A intenção de congressistas do Centrão de alterar trechos da Lei das Estatais está explícita: o objetivo é ampliar a influência do governo nas empresas públicas e poder facilitar trocas no comando dessas companhias, evitando assim a repetição de episódios como o ocorrido com o ex-presidente da Petrobras, José Mauro Coelho, que, mesmo demitido, permaneceu no cargo até Caio Mário Paes de Andrade, o indicado de Bolsonaro, fosse aprovado e tomasse posse esta semana.

“A tentativa de alterar a Lei das Estatais é um retrocesso sem precedentes” Michel Temer, ex-presidente (Crédito:Marco Ankosqui)

Sancionada pelo ex-presidente Michel Temer em junho de 2016, a lei provou ser bem-sucedida na redução da interferência de Bolsonaro nas estatais, sobretudo no que se refere ao apadrinhamento de políticos para cargos de conselheiros e executivos nessas empresas públicas, com a proibição, por exemplo, da indicação de dirigentes partidários ou políticos que tivessem disputado eleições nos 36 meses anteriores. Quando foi aprovada, um dos principais objetivos da lei era exatamente a profissionalização da gestão das estatais, deixando-as menos suscetíveis à interferência dos governantes.

Segundo o ex-presidente Michel Temer (MDB), a tentativa de alterar a lei é um “retrocesso” sem precedentes. “Tal iniciativa não deveria sequer ser cogitada. A lei que se pretende amputar significou a moralização das atividades públicas empreendidas pelas empresas estatais e um grande avanço nos costumes políticos do país”, argumentou. Para Temer, a lei teve o mérito de profissionalizar a gestão dessas empresas e, com seu novo regramento, permitiu a recuperação da Petrobras da crise pré-falimentar em menos de um ano e meio. “As estatais prestam grandes serviços ao País e precisam ser protegidas. Por isso, as notícias a respeito das alterações me causam tristeza cívica”.

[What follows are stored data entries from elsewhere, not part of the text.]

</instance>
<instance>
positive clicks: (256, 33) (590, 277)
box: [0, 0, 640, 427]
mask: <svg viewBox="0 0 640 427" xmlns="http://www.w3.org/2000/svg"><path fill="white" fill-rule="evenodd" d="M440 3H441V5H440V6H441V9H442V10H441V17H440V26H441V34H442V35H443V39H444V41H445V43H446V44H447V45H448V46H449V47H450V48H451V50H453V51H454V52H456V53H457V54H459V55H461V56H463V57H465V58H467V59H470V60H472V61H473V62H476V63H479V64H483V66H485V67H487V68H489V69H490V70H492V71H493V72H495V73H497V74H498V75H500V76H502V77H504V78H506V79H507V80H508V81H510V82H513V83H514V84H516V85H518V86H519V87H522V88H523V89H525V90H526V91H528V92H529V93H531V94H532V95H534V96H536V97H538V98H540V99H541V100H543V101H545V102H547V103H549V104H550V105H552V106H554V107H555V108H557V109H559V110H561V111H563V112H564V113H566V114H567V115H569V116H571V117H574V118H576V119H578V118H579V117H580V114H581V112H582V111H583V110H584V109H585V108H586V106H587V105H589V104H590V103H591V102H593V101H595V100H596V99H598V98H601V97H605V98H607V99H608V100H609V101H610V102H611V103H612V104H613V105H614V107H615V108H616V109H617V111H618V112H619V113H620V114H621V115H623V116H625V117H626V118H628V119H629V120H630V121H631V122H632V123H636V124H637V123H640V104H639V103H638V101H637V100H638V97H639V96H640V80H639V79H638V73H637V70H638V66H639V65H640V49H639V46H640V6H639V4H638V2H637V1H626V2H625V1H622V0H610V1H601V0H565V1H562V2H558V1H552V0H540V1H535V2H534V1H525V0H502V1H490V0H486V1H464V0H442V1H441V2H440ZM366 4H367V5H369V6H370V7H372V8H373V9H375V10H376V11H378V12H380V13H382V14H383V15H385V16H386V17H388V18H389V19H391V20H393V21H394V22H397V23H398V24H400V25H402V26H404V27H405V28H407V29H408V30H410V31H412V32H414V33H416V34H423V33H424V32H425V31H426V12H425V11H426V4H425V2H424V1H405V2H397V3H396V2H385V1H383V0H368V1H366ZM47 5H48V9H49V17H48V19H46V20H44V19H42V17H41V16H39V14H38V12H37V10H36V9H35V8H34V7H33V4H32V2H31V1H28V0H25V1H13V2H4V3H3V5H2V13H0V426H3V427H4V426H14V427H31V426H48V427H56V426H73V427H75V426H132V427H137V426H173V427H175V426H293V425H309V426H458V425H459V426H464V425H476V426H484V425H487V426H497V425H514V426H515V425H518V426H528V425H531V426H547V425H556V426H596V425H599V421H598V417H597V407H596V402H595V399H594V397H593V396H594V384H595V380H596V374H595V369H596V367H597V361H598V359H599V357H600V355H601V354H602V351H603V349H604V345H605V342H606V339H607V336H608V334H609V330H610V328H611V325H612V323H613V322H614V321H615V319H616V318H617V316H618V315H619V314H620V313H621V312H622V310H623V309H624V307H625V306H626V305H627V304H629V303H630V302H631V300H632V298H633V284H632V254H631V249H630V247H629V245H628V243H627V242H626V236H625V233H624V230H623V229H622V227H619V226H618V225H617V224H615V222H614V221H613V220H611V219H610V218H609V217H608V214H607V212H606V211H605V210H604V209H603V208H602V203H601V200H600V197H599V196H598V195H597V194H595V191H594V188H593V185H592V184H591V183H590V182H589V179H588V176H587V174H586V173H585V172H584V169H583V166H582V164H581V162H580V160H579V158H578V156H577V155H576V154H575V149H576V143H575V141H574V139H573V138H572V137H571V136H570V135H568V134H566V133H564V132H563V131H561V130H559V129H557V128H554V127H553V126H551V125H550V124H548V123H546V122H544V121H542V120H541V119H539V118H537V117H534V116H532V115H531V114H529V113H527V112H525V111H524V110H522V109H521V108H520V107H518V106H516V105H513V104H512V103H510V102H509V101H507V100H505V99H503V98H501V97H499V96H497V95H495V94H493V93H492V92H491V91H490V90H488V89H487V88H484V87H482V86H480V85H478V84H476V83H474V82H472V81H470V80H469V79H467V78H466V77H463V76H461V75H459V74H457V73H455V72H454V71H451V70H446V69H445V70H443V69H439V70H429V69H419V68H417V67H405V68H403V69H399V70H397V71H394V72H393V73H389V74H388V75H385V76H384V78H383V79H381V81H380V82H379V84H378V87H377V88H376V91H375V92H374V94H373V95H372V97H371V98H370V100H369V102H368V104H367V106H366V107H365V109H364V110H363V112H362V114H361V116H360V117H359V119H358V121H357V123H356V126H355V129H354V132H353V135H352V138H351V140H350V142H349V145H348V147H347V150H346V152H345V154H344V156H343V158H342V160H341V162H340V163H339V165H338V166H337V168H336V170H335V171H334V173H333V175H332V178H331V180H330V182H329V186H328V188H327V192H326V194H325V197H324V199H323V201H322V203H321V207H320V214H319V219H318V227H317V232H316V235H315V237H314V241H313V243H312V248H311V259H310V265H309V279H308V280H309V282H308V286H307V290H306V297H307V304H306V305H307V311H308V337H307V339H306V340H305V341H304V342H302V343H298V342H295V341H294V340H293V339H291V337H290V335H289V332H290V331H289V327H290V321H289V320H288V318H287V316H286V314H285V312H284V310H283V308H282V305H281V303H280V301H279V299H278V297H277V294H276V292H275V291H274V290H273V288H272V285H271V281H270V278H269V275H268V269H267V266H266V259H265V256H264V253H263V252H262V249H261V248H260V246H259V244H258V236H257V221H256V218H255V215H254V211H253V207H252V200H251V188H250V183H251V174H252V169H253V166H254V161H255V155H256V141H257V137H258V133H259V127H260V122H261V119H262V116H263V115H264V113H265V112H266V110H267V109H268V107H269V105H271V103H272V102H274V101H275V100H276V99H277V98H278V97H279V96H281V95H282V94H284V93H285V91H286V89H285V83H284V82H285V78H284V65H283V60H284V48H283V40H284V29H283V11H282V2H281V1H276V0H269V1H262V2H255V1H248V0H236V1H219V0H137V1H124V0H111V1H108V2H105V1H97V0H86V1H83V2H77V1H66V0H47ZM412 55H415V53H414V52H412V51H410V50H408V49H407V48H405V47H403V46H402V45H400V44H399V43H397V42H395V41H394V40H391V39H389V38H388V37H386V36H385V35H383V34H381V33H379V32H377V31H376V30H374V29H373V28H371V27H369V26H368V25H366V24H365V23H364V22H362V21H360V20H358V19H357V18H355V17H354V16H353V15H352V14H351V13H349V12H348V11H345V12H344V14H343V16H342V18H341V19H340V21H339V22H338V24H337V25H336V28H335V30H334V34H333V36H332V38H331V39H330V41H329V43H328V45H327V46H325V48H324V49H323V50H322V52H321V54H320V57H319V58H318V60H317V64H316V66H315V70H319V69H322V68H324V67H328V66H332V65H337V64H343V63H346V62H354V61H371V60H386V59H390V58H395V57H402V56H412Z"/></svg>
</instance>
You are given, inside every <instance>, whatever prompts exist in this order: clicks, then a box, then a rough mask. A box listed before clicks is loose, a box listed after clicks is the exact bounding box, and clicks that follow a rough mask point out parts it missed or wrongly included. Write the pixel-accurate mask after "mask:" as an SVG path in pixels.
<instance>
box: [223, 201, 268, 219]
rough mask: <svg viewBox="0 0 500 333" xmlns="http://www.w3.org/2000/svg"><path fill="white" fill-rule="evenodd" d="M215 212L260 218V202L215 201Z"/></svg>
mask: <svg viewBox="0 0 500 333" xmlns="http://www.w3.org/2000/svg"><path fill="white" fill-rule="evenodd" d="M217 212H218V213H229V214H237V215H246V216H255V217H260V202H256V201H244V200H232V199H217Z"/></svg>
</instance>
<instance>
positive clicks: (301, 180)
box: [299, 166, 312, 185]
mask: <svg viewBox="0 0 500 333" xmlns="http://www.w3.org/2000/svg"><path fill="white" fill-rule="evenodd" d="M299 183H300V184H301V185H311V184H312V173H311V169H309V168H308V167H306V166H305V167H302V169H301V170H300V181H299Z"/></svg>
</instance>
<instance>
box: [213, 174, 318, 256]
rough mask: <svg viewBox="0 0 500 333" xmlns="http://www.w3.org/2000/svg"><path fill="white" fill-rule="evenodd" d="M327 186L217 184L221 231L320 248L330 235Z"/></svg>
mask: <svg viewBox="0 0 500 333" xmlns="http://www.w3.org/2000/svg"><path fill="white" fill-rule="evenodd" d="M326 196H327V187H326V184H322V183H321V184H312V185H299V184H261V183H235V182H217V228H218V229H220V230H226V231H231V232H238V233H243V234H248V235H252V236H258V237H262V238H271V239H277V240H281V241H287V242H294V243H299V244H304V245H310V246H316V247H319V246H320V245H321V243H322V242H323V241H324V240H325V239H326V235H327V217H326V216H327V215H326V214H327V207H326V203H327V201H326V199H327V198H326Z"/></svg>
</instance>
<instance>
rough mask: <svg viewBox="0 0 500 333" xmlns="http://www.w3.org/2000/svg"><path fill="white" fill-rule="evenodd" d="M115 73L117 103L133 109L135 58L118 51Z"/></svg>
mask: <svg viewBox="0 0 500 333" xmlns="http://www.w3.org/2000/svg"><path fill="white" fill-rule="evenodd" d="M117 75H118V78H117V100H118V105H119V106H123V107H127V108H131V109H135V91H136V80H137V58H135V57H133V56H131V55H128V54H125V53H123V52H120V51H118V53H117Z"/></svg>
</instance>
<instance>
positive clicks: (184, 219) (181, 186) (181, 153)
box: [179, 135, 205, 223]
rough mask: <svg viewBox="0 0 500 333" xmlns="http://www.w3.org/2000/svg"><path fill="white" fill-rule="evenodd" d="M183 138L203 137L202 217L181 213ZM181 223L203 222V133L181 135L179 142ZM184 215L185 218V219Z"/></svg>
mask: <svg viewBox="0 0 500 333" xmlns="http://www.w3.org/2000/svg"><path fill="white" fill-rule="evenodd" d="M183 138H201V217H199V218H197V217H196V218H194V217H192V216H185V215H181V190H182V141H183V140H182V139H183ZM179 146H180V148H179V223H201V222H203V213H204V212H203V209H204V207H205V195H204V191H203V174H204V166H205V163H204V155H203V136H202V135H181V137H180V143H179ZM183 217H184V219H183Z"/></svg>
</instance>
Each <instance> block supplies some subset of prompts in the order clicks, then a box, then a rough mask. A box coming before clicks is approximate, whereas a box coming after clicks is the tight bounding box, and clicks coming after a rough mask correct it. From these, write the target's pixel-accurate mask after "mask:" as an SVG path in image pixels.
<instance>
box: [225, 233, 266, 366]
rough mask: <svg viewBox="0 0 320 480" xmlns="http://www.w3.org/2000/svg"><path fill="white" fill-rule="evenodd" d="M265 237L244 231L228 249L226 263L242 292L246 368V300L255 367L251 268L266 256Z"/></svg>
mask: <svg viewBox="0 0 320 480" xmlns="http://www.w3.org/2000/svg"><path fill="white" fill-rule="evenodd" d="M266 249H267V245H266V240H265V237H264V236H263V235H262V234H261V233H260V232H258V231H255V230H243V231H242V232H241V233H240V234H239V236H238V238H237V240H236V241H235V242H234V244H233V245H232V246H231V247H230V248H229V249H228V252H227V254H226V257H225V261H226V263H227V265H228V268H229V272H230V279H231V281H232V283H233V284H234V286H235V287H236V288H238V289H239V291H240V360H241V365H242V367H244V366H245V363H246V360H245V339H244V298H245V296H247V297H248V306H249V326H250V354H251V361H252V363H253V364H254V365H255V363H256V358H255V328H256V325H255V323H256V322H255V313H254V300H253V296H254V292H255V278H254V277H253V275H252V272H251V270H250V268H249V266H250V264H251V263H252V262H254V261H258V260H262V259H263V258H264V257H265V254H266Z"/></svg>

Não é apenas Temer que não vê com bons olhos a tentativa de Bolsonaro e do Centrão em desfigurar a lei para voltar a permitir a intervenção do governo nas empresas públicas. Para Camila Rocha de Oliveira, doutora em ciência política da Universidade de São Paulo (USP), a possibilidade de se flexibilizar essa lei é algo antirrepublicano. “Essa posição do governo Bolsonaro coloca em risco a imagem e o próprio desempenho das estatais, além de facilitar negociações políticas escusas e desvios de recursos, comprometendo o futuro das empresas”. Para a especialista, a iniciativa dos governistas “pode abrir caminho para preparar as empresas para uma futura privatização”.